Just FYI - this breeder has only bred two litters thus far (granted, both heats in one year), she is very new to the breeding scene. I'd rather see a breeder have one breeding pair when they are new vs having three breeding pairs.


----------



## Vinnie (Sep 4, 2001)

JakodaCD OA said:


> That's why it's best to do your homework, know what you want and if the OP can visit the owners they can see exactly what's what.


:thumbup: You can't judge by a website. A website is just a starting place to help form questions.


----------



## syl (Jan 15, 2010)

Thanks for all the discussion guys, I'm still so much on the fence with so much. I found a breeder in Madison that said I can come visit -- hoping for this weekend. It will be nice to see a place in person, and hope it will make me more comfortable making a decision for whatever breeder.

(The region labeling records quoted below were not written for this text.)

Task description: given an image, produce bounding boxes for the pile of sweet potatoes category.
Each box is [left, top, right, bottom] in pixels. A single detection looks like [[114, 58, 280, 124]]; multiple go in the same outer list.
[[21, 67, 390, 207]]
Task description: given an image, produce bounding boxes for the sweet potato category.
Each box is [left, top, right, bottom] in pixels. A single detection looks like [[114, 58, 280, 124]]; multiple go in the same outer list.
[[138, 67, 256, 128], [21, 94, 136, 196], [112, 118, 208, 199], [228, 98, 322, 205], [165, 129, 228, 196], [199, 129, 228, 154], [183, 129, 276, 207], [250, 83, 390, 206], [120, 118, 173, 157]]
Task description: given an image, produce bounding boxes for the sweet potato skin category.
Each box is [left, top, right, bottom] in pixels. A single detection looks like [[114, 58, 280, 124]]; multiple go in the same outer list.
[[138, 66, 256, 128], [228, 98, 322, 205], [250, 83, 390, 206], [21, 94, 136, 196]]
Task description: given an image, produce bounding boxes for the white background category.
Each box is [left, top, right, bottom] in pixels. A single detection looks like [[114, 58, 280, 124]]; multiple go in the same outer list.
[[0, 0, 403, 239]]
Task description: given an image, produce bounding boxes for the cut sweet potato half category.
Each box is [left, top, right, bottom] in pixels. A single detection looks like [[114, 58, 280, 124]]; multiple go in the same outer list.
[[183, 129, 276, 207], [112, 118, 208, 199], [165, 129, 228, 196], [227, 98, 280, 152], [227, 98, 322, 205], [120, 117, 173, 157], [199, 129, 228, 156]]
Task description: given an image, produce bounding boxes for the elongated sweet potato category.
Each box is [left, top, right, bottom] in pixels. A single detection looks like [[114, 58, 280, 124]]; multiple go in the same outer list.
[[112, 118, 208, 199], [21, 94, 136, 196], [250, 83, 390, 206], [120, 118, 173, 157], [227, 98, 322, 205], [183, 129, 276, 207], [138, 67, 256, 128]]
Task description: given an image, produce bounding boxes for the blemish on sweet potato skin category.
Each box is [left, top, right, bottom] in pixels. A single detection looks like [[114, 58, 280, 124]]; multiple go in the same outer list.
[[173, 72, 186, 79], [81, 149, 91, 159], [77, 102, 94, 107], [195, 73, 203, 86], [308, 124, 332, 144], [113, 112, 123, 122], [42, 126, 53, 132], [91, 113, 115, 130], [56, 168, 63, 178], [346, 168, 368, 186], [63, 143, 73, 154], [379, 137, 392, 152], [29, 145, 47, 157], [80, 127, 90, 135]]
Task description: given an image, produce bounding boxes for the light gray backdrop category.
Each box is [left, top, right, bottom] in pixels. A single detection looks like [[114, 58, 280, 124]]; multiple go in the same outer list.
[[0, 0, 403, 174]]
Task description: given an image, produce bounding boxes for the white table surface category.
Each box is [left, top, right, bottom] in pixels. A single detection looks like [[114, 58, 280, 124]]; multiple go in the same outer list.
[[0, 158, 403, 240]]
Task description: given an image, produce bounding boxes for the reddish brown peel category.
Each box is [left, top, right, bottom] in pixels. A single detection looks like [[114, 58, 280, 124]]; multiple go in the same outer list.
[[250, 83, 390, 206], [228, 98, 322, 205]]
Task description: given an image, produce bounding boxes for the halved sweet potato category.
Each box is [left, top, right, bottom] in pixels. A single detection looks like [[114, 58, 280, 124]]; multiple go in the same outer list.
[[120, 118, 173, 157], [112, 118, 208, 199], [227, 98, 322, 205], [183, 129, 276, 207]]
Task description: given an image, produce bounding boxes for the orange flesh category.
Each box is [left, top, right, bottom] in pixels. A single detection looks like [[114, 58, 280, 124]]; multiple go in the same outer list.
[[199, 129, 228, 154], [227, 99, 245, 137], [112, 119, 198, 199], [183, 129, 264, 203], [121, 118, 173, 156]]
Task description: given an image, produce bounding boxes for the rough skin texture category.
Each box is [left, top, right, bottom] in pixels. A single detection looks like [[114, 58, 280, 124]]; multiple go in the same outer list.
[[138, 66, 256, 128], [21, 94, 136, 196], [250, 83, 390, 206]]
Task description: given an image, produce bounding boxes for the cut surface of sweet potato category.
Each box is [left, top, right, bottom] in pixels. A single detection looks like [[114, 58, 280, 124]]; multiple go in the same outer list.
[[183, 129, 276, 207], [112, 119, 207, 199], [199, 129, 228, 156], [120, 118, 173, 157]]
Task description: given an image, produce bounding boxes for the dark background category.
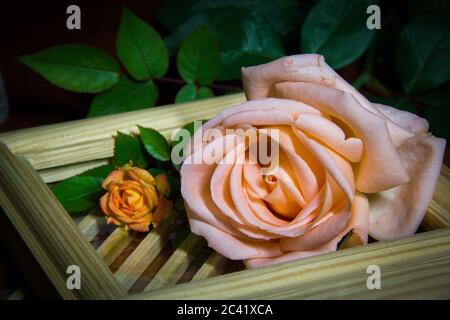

I really would like the 10 week old male, but almost feel like the age is making me have to rush into a decision. As far as the male/female debate in my head, it's sounding like a male may be better for me -- although then I'll convince myself that it doesn't really matter so I should just get a gal, doh.

I'm still crossing my fingers, and hoping all these phone calls and emails pay off and I can get a pup sooner than later.


----------



## robinhuerta (Apr 21, 2007)

Some of us don't have a "working" website at the moment.....and we're breeders...
A website can be a good "starting" guide....but calling and actually speaking to the breeder(s) is the best way to "assess" your options.....jmo.
True said.....never judge a book by it's cover.
Robin


----------